Avro Data¶
- class dataprofiler.data_readers.avro_data.AVROData(input_file_path=None, data=None, options=None)¶
Bases:
dataprofiler.data_readers.json_data.JSONData
,dataprofiler.data_readers.base_data.BaseData
AVROData class to save and load spreadsheet data
Data class for loading datasets of type AVRO. Can be specified by passing in memory data or via a file path. Options pertaining the AVRO may also be specified using the options dict parameter.

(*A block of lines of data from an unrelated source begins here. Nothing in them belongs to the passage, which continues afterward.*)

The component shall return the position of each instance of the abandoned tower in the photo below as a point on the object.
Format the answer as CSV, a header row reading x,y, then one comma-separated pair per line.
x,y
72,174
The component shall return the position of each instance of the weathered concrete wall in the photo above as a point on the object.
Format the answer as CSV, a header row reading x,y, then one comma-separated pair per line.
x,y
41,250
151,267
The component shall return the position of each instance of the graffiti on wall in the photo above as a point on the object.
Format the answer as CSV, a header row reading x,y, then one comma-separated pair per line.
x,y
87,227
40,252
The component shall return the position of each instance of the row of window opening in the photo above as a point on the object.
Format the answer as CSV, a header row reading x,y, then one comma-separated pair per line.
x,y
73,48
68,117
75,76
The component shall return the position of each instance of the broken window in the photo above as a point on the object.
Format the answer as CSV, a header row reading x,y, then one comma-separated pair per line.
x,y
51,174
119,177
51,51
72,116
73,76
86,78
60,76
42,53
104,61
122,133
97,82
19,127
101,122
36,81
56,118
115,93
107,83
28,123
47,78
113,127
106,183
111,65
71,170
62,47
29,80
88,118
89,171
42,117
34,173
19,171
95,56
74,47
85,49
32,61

Possible Options:
options = dict( data_format= type: str, choices: "dataframe", "records", "avro" selected_keys= type: list(str) )
data_format: user selected format in which to return data can only be of specified types selected_keys: keys being selected from the entire dataset
- Parameters
input_file_path (str) – path to the file being loaded or None
data (multiple types) – data being loaded into the class instead of an input file
options (dict) – options pertaining to the data type
- Returns
None
- data_type = 'avro'¶
- classmethod is_match(file_path, options=None)¶
Test the given file to check if the file has valid AVRO format or not.
- Parameters
file_path (str) – path to the file to be examined
options (dict) – avro read options
- Returns
is file a avro file or not
- Return type
bool
- property data¶
- property data_and_metadata¶
Returns a data frame that joins the data and the metadata.
- property data_format¶
- property file_encoding¶
- get_batch_generator(batch_size)¶
- info = None¶
- property is_structured¶
Determines compatibility with StructuredProfiler
- property length¶
Returns the length of the dataset which is loaded.
- Returns
length of the dataset
- property metadata¶
Returns a data frame that contains the metadata
- reload(input_file_path=None, data=None, options=None)¶
Reload the data class with a new dataset. This erases all existing data/options and replaces it with the input data/options.
- Parameters
input_file_path (str) – path to the file being loaded or None
data (multiple types) – data being loaded into the class instead of an input file
options (dict) – options pertaining to the data type
- Returns
None
- property selected_keys¶